Exactly 25.00 ml of a 0.0685 M pentanoic acid solution,(C₄H₈O₂), is placed in a flask and titrated with standardized 0.050 M NaOH. (the pKa of this acid is 4.84).         

      A. Determine the endpoint of the titration

      B. Determine the pH of the solution after the following amounts of NaOH are added to the acid solution:

                  a.) Initially, 0.00 ml NaOH.                 b.) 5.00 ml                          c.) 15.00 ml

                  d.) 25.00 ml                                      e.) 34.00 ml                             f.) At the endpoint of the titration        

                      g.) 34.35 ml                                      h.) 45.00 ml                        i.) 50.00 ml

Answer 1

Pentanoic acid (say PA) is a weak monobasic acid and it reacts with NaOH as follows-

CH₃CH₂CH₂CH₂COOH + NaOH → CH₃CH₂CH₂CH₂COONa + H₂O

Given, pKa = 4.84

Or, -log K_a = 4.84

Or, K_a = 10^(-4.84)

∴ K_a = 1.4 × 10^-5

(A) Determination of end point:

Total conc. (mmol) of PA before addition of NaOH = 25 × 0.0685 = 1.7125 mmol

At the end point mmol of pentanoic acid must be equal to the mmol of NaOH

So,          x × 0.05 mmol = 1.7125 mmol

Therefore, x = 34.25 mL

Thus, on addition of 34.25 mL of 0.05 M NaOH solution end point will come.

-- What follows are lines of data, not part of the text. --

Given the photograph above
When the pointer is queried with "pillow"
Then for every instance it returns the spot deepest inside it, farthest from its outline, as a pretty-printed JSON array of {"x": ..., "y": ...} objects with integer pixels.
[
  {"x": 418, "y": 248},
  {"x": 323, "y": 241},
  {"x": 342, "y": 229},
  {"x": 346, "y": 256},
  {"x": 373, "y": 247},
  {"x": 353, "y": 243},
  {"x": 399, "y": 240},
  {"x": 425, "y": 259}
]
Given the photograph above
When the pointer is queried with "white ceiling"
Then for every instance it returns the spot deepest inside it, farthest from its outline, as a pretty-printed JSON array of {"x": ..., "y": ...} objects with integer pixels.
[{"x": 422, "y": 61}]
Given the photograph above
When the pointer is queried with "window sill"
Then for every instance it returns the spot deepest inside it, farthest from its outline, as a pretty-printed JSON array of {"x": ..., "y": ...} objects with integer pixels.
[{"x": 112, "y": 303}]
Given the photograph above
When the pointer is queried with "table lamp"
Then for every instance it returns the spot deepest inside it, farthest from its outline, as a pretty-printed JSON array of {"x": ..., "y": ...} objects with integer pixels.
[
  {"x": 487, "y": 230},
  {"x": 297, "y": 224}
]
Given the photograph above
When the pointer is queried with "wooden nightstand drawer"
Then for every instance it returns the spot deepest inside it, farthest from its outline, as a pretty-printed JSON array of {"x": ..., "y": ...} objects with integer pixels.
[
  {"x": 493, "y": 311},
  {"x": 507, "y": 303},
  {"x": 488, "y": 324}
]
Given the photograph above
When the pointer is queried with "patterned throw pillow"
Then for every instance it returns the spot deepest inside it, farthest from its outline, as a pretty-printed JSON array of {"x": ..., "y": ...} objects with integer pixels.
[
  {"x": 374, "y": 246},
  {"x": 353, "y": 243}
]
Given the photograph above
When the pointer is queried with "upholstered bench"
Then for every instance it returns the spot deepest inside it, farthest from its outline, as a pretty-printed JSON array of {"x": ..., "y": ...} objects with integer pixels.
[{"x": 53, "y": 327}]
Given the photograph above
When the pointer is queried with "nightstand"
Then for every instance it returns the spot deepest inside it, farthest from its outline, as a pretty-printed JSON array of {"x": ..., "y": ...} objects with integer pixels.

(B) The dissociation of pentanoic acid occurs as follows:

CH₃CH₂CH₂CH₂COOH → CH₃CH₂CH₂CH₂COO^- + H⁺

(a) Addition of 0.00 mL of NaOH

When there will no trace of NaOH and pH will be determined only from dissociation of weak acid and concentration of acid is given C_a = 0.0685 M

We know that conc. of [H⁺] = √(K_a × C_a) = √{(1.4×10^-5)×(0.0685)} = 0.00097

pH = -log [H⁺] = -log (0.00097) = 3.01

∴ pH = 3.01

(b) Addition of 5.00 mL of NaOH

Total conc. of NaOH = 5.0 × 0.05 M = 0.25 M

Total conc. PA before addition of NaOH = 25 × 0.0685 M = 1.7125 M

Since conc. of PA is much higher than NaOH the mixture will behave as a buffer solution.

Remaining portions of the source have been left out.